Lors du Forum pour la paix dans le Grand Ouest, Anne Ouloto a annoncé la tenue d’un séminaire sur la gestion foncière rurale.
Le Forum du Grand Ouest pour la paix se tient du 13 au 16 août 2025 à Guiglo, à l’initiative d’Anne Ouloto ministre d’État, ministre de la Fonction publique et de la modernisation de l’administration et également présidente du Conseil régional du Cavally. Cette rencontre vise à transformer les blessures du passé en leviers de développement durable pour la région. À l’occasion de la journée scientifique du jeudi 14 août, la ministre d’État a annoncé l’organisation prochaine d’un séminaire dédié à la gestion foncière rurale.
Le premier panel de la journée scientifique, intitulé « La gouvernance du foncier rural, levier pour une paix durable », a réuni plusieurs intervenants de renom. Parmi les panélistes figuraient le prof. Dion Simplice Yodé, enseignant-chercheur à l’université Félix Houphouët-Boigny de Cocody; Karim Diarrassouba, préfet de la région du Worodougou, ancien préfet de Toulepleu durant la crise postélectorale de 2010 ; Mo Mathieu Koffi, représentant de l’Agence de la gestion foncière (AFOR) ; Dr Kouassi Kouadio Édouard, sociologue ; Pekao Franck Roland, chef de terre de Duékoué ; ainsi que Dr Ibrahim Lokpo, maire de la commune de Saïoua.
À l’issue du panel, il a été clairement établi que la gestion du foncier rural constitue une source majeure de tensions.

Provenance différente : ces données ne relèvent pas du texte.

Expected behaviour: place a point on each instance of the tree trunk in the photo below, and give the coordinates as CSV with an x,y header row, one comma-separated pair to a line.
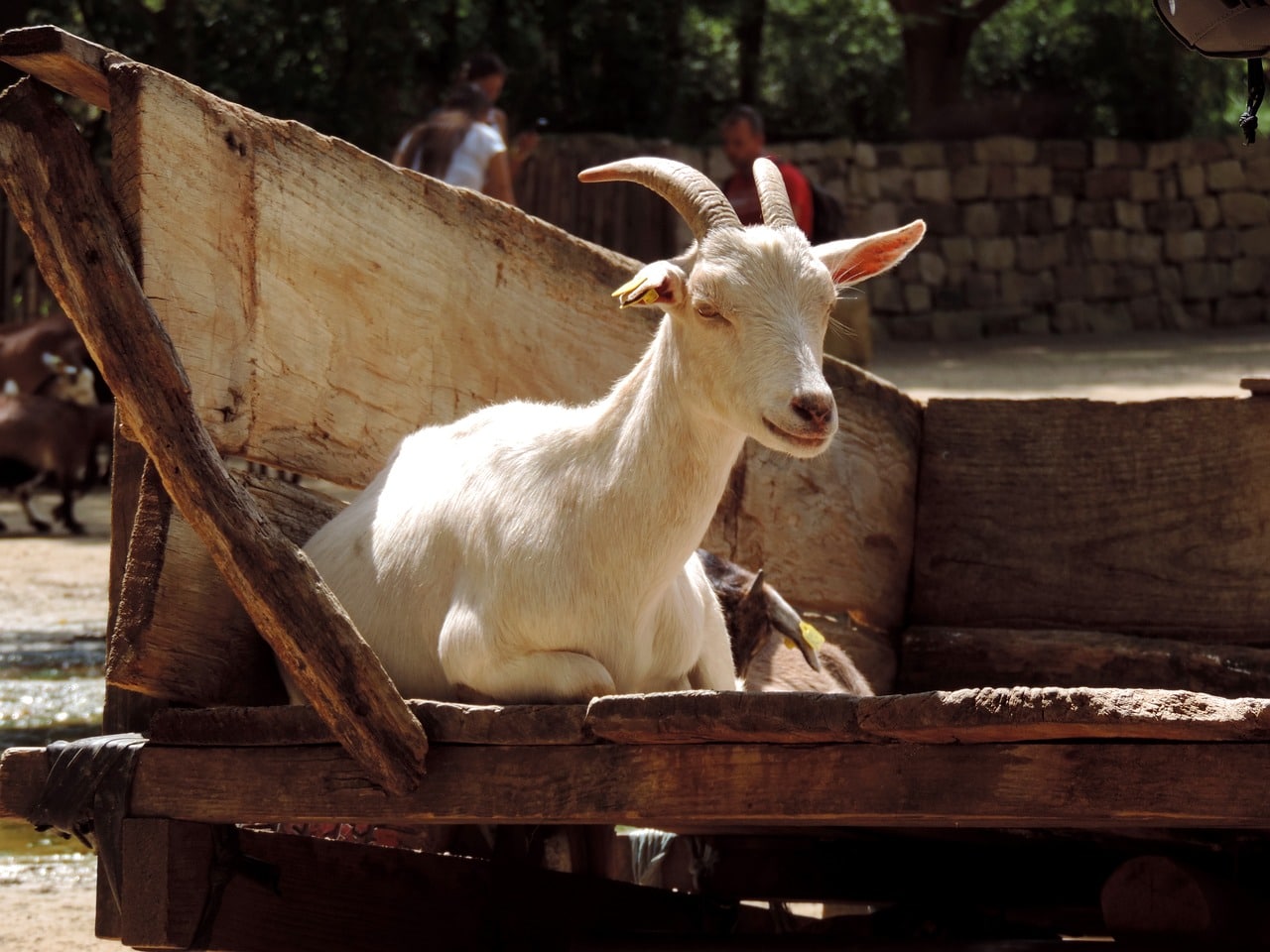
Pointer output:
x,y
749,40
937,37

Dans l’Ouest du pays qui connaît d’importants mouvements migratoires, l’attribution des terres se fait parfois sans précaution de la part des tuteurs envers les populations nouvellement installées. Une situation qui favorise souvent des conflits, menaçant la stabilité et la paix dans la région. Toutefois, le gouvernement, à travers l’Agence de gestion foncière rurale (Afor), a amorcé un processus de sécurisation des terres afin de prévenir ces litiges et renforcer la cohésion sociale.
Le panel a souligné l’importance capitale des chefs traditionnels dans la gouvernance foncière. Un rôle qui exige de leur part une grande responsabilité, une crédibilité affirmée et une sagesse constante.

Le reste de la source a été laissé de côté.